Data Is Plural

... is a weekly newsletter of useful/curious datasets.

2022.07.06 edition

Banned and challenged books, mass expulsions, European air traffic, Shakespeare, and Saturday Night Live.

Banned and challenged books. A recent report from PEN America identified 1,500+ decisions, made between July 2021 and March 2022, to ban books from classrooms and school libraries. A spreadsheet accompanying the report lists each decision’s date, type, state, and school district, as well as each banned book’s title, authors, illustrators, and translators. Related: Independent researcher Tasslyn Magnusson, in partnership with EveryLibrary, maintains a spreadsheet of both book bans and book challenges, with 3,000+ entries since the 2021–22 school year. [h/t Gary Price]

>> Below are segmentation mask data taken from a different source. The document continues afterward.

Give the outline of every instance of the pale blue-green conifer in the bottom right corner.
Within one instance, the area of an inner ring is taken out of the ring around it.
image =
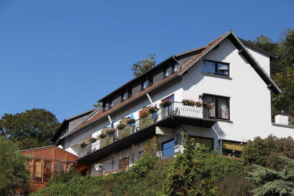
[[[271,170],[260,165],[252,165],[248,172],[249,180],[256,189],[255,196],[294,195],[294,160],[284,158],[285,166],[281,171]]]

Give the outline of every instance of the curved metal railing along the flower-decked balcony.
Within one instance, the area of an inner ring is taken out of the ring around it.
[[[98,139],[94,143],[88,143],[86,147],[79,149],[78,156],[83,157],[95,150],[98,150],[108,144],[115,142],[116,140],[120,140],[121,138],[124,138],[127,135],[130,135],[143,128],[146,128],[149,125],[152,125],[153,123],[168,118],[171,115],[187,116],[194,118],[208,118],[209,110],[203,111],[202,107],[184,105],[181,102],[172,102],[171,105],[169,105],[168,107],[158,108],[157,112],[149,114],[145,118],[137,119],[135,123],[126,125],[123,129],[117,130],[112,135],[107,135],[106,138]]]

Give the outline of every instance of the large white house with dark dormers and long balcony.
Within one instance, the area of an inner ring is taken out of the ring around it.
[[[238,156],[246,141],[269,134],[278,137],[294,136],[294,126],[288,116],[278,113],[271,121],[270,91],[281,90],[270,78],[270,59],[276,56],[228,31],[211,43],[167,58],[157,66],[111,92],[95,108],[64,120],[51,142],[78,155],[78,163],[92,164],[92,175],[97,175],[94,164],[106,170],[131,165],[132,145],[144,143],[155,135],[164,156],[173,156],[181,144],[181,132],[194,136],[213,150],[220,145],[221,153]],[[150,99],[147,96],[147,93]],[[182,99],[213,103],[210,117],[204,118],[203,108],[187,106]],[[173,103],[159,108],[157,113],[139,119],[139,112],[165,98]],[[88,143],[102,130],[125,123],[133,113],[136,122],[117,130],[113,135]],[[163,132],[162,132],[163,131]],[[87,146],[79,147],[86,141]],[[110,164],[109,155],[121,154],[120,162]]]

Mass expulsions. Political scientist Meghan M. Garrity’s Government-Sponsored Mass Expulsion dataset focuses on “policies in which governments systematically remove ethnic, racial, religious or national groups, en masse.” Using a combination of archival research and secondary sources, Garrity documents 139 such events, estimated to have expelled more than 30 million people between 1900 and 2020. For each expulsion, the dataset provides “information on the expelling country, onset, duration, region, scale, category of persons expelled, and frequency.” To download it, visit the Journal of Peace Research’s replication data portal and search for “mass expulsion.”

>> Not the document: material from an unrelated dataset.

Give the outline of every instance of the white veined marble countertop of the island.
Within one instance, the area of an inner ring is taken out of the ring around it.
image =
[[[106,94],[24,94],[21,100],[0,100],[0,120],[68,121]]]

European air traffic. Eurocontrol, the main organization coordinating Europe’s air traffic management, publishes an “aviation intelligence portal” with a range of industry metrics, including traffic reports that count the daily number of flights by country, by airport, and by operator. The portal also offers bulk datasets on topics such as airport traffic, flight efficiency, estimated CO2 emissions, and more. [h/t Giuseppe Sollazzo]

Shakespeare. The Folger Shakespeare “brings you the complete works of the world’s greatest playwright, edited for modern readers.” Its digital editions of the Bard’s plays and poems are available to read online and to download in various file formats. It also provides an API, with endpoints for synopses, roles, monologues, word frequencies, and more. [h/t Cameron Armstrong]

Saturday Night Live. Joel Navaroli’s aims to catalog and cross-reference every episode, cast member, host, character, sketch, impression, and other aspects of Saturday Night Live’s 47-and-counting seasons. An open-source project by Hendrik Hilleckes and Colin Morris scrapes much of that information into structured data files. As seen in: Morris’s 2017 analysis of gender representation in SNL sketches.